Stephen Ferreira faces a big test at the NAC HIV and Cancer Prevention Drive Pro-Am Golf Tournament. National Aids Council expects the second edition, set for Royal Harare Golf Club in the first week of October, to be bigger.
Ferreira is the defending champion, but the 2017 edition seems to be bigger, with a prize fund of US$35 000.
He will face big competition from Zambian Muthiya Madalitso and Ryan Cairns, among other top golfers in the country.
The tournament is aimed at raising “financial and material resources to purchase 15 sets of mobile cancer testing equipment for rural health centres across the country”.
“… (as well as) to raise awareness and disseminate information on closing the tap of new HIV and cancer infections,” said NAC chief executive Tapuwa Magure.
Dr Magure added that awareness programmes will be running concurrently with the tournament.
“As part of the tournament, we have already rolled out massive HIV and cancer awareness messages promoting uptake of testing and screening services. The corporates that have partnered us are also reaping rewards through advertising space on our programmes,” he said.
And there are many adjustments to the tournament.
“This year also sees the introduction of a Ladies Competition as part of the event. This is a qualifying round, played the day before the main tournament begins, and is open to ladies from all the golf clubs across the country. All costs are sponsored by NAC, with the winners automatically entered into the Pro-Am tournament,” NAC said.
“The HIV & Cancer Prevention Drive Pro-Am Golf Tournament will run from the 3rd to the 6th October 2017, at the prestigious Royal Harare Golf Club.

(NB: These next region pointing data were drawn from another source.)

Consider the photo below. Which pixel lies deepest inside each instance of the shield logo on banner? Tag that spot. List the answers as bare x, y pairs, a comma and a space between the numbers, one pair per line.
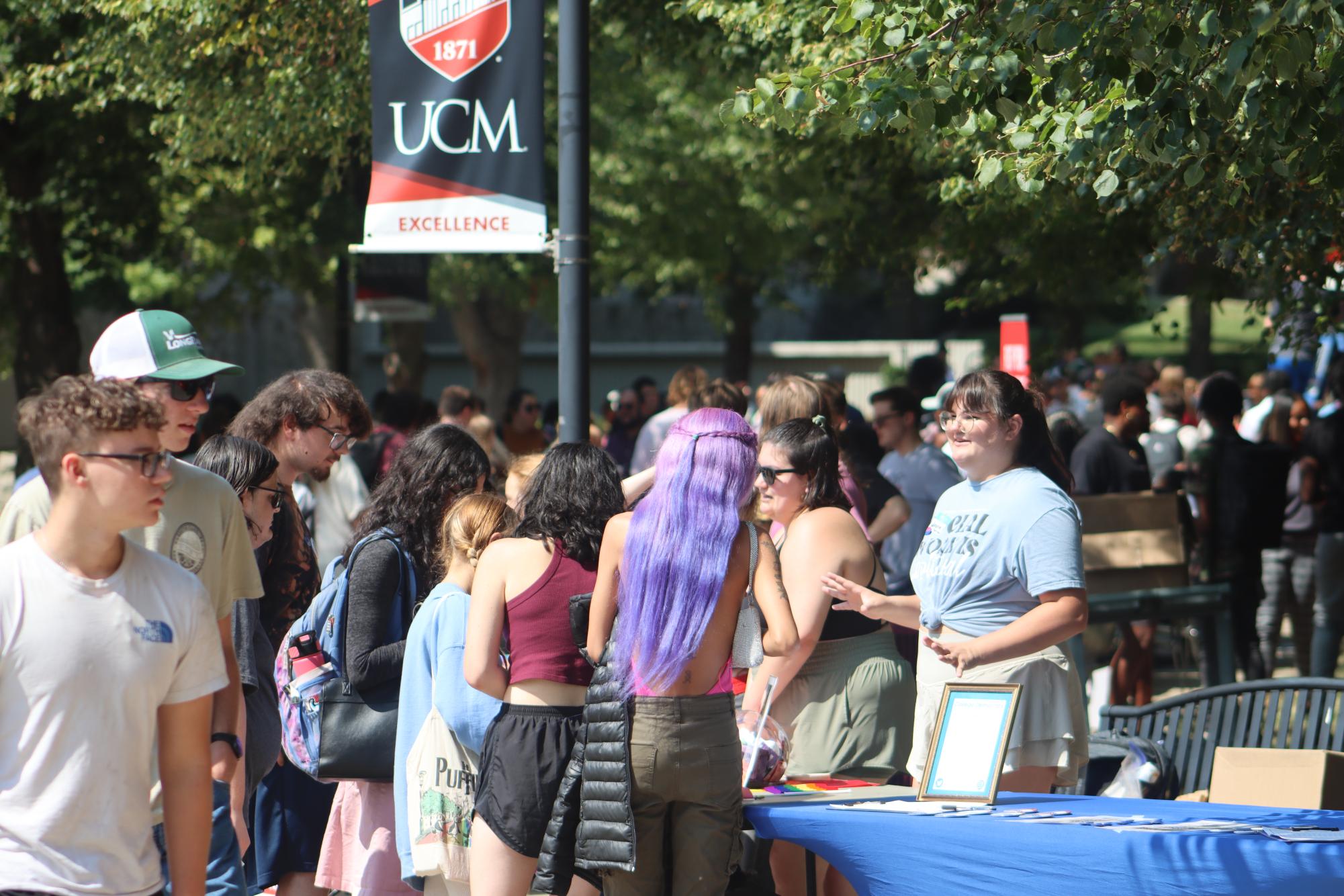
455, 37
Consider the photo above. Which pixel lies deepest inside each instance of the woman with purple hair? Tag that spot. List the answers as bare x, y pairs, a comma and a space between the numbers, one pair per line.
676, 569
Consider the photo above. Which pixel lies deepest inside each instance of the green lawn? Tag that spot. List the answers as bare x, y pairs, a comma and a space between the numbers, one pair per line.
1237, 331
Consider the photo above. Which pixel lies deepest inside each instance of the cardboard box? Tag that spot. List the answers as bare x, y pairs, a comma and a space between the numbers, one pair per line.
1133, 542
1280, 778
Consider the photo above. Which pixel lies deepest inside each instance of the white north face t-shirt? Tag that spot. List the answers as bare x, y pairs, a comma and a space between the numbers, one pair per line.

The ladies segment of the event will be played on Tuesday 6th October, and the professional golfers will play a three day tournament with the field ‘cut’ to 25 players after day 2 thereafter.
“Those pros that “make the cut” will then go into the tournament’s final day, Friday 6th October, and be teamed up with three amateur players to play in the Pro-Am tournament.”
Minister of Health and Child Care David Parirenyatwa believes Pro-Am Golf Tournament is vital.
“In addition to the above roles that NAC have already fully embraced, they have also recognised the need for resource mobilisation in view of the inadequacy of resources that we face. This golf tournament therefore comes in that regard as we need to scale up interventions to curtail cancer,” said Dr Parirenyatwa.